No geral gostei do filme (também já tinha gostado do primeiro) mas houve uma ou outra coisa que não percebi nem gostei. Uma delas foi o facto de a penthouse do Wayne ser considerada pela Rachel como o lugar mais seguro da cidade quando momentos antes vimos o Joker invadi-la. :S Também não ficou explicado o que aconteceu ao Joker depois da invasão. Vimos o Batman salvar a Rachel da queda. E depois? O Joker continuou a assustar os convidados, fugiu, foi expulso... o quê?

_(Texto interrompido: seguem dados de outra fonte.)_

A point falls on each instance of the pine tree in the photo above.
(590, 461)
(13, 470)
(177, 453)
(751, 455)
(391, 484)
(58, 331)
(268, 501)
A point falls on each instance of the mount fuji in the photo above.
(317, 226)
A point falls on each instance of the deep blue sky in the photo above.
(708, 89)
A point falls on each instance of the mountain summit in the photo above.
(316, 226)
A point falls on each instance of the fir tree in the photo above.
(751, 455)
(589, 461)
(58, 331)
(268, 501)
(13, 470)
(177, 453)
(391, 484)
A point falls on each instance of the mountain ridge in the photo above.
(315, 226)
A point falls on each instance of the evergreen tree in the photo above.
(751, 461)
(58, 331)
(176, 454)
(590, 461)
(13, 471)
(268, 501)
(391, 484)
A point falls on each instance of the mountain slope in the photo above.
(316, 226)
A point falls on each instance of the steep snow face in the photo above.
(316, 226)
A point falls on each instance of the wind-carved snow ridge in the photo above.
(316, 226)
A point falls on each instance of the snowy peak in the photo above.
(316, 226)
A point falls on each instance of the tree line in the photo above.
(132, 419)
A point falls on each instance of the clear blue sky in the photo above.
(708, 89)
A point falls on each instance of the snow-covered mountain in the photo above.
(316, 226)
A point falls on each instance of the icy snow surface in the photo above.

Realmente a mudança de voz do Batman é inexplicável. Como é que uma pessoa muda tanto de voz só por usar uma máscara (comparável àquilo que disseste, de o Duas Caras ficar cheio de força depois de ter sofrido as queimaduras)?? Além disso, quando ele fala com a máscara, dá a sensação de estar profundamente cansado e sem fôlego. Mas olha, a verdade é que gosto daquela voz, é misteriosa e sensual :D
Maggie
querida maggie,
há realmente diversas incongruências no filme, o que me leva a espantar-me como imensas pessoas podem considerá-lo perfeito, o melhor filme do ano ou das suas vidas.
christopher nolan foi uma boa escolha para transformar o homem-morcego numa espécie de policial negro, mas falha completamente em fazer dele um super-herói. para isso, Procurado é o filme ideal deste verão.
a voz do batman é ridícula, especialmente porque teria sido facilmente dobrada ou aperfeiçoada durante a montagem, como, por exemplo, foi feito no modesto filme Let The Right One In, um filme sueco com uma vampira de 12 anos que teve a criancice da voz dobrada para que fosse menos feminina.
então achas sensual uma voz cansada e sem fôlego? é uma pena que a última coisa que um homem quer fazer depois do sexo seja conversar :D
"Faz falta mais acção" ?
Não estou a ver onde..
A sequência do tunel, do interrogatoria, da prisao, do hospital,do arranha céus no final e a propria cena inicial?
Querias mais acção do que isto?..
Cumos
Tirando a perseguição de mota, mais nenhuma cena de acção fica na memória. o resto é funcional. uma cena de acção tem de ter planeamento, espectacularidade e uma duração mínima.
a acção que batman teve a oferecer, tirando a mencionada, é nil.